Szkoła Podstawowa im. Adama Mickiewicza w Kocierzu Moszczanickim

Czy oddajemy dzieciom zbyt wiele władzy — i potem tego żałujemy?

Chcieliśmy wychowywać inaczej niż nasze pokolenie — z empatią, z szacunkiem, bez krzyku. Ale czy przypadkiem nie zatraciliśmy się w próbach bycia idealnymi?

Współczesne rodzicielstwo bywa paradoksem: z jednej strony dążymy do bliskości, z drugiej boimy się reakcji dzieci — ich łez, złości, utraty kontaktu.

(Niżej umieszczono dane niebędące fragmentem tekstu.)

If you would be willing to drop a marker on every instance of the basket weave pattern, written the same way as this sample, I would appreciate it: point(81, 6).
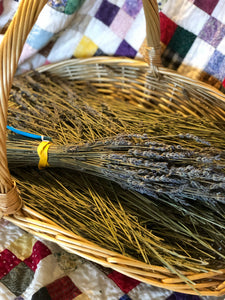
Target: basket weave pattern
point(152, 86)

Często unikamy mówienia „nie” z obawy, że zranimy albo że przestaniemy być lubiani. Tylko że dziecko potrzebuje nie tylko miłości, ale też dorosłego, który go nie przestraszy — przewodnika, nie kolegę do negocjacji.


Dlaczego granice są ważne?


Nowa odwaga rodziców

Nie chodzi o powrót do autorytaryzmu i kar — chodzi o odwagę bycia dorosłym. O odwagę powiedzenia „nie”, nawet jeśli spotka się z niezadowoleniem. O odwagę bycia autentycznym, z błędami, ale stabilnym.

Dziecko potrzebuje dorosłego, który czuwa, który wie, kiedy powiedzieć „rozumiem” i kiedy powiedzieć „stop”. Potrzebuje granic, ponieważ to one nadają ramę bezpieczeństwa.